The public is invited to comment on the plan.

I have yet to carefully review the draft --but if there is going to be a national plan we need to provide some vision for the way ubiquitious computing can lead to the --as Karen Cator stated the "re-inspiration" of teachers to become more effective and enable their students to reach their potential. That re-inspiration is more likely to come about not because technology can provide greater order of efficiencies in terms of productivity and data management--a bias in this plan-- but also because we set out a series of best practices that motivate and inspire students to learn in ways that embrace our need to prepare students for a 21st century globally interdependent world. It would seem to me that the community has an opportunity to influence this report and by extension the debate about the role of technology in the forseeable future.

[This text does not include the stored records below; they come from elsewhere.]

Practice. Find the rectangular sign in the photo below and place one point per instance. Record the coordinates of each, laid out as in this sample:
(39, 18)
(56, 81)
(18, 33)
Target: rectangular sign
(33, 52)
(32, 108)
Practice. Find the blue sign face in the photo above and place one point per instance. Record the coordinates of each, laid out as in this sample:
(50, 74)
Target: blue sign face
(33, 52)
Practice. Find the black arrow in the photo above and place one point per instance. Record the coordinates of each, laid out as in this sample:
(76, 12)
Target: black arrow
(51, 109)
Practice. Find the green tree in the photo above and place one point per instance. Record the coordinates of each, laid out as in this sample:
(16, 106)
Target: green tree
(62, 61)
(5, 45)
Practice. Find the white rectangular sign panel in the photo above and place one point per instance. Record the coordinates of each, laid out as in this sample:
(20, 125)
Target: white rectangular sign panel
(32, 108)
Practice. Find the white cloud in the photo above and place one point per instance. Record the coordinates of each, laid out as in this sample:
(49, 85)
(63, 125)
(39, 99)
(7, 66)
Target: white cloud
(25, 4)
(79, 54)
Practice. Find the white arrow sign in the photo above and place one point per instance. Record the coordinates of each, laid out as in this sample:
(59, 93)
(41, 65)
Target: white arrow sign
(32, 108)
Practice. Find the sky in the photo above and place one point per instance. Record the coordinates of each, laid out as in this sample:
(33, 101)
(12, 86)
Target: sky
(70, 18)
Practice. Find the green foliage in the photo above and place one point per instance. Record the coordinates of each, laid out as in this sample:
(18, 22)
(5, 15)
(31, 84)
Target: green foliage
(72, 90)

Steve Midgely from the FCC set out some key points that complemented the National Plan by talking substantively about the future of digital learning and how broadband speeds need to be increased to facilitate the best forms of the learning that require far more video and interactivity than most schools (and community colleges for that matter) are currently capable of using. He recounted that only 16% of community colleges as opposed to 91 %of research universities have the needed high speed bandwidth. He identified some of the barriers to online learning:

o Teachers prevented from teaching across state lines
o Limited supply of high quality content
o Limited digital literacy skills on the part of teachers and students
o Limited access to public data and transparency of that data
o Complexity of the E-rate program--he has some changes in mind for example for simple applications the equivalent of the EZ 1040 application, the use of networked school buildings for job trainers in after school hours.

Additionally Midgely referenced the need to advance online learning through

-technical/interoperability standards for government-generated multimedia elements, such as images from NASA, and data from other sources.

that would "help provide a uniform platform across the country for all kinds of online learning systems to consume that content, reassemble it.... [W]e should be provisioning all kinds of resources from the National Archives, from Smithsonian, from NASA, from NSF, from the Department of Energy.... All of these resources are digital; they're available now but in proprietary, unique, one-off formats. If we can get a uniform format to publish all of those resources, we can change the game in terms of how digital learning occurs in the United States."

Midgely proposed changing the copyright law to allow digital authors to make their materials available for educational use by marking such materials with a circled "e" symbol (ⓔ) instead of the current circled "c" (©). This would provide blanket permission for educational use of these materials, while publishers who did not want their materials used in this way would be able to continue using the standard copyright symbol. There was no discussion of what would constitute educational use.



So there we have it --a framework that helps to promote the idea that technology can be a vital force in meeting todays' challenge--creating more college graduates--so we can be more internationally competitive--but does not specify in enough detail how we can meet it more imaginatively and creatively than we have done in the past. Rather it simply points to the new efficiencies that technology affords and talks more confidently about a learner centered future. It is now our turn--the turn of globally minded teachers to make that vision more recognizable to every day teachers. We should not flinch from this exciting challenge.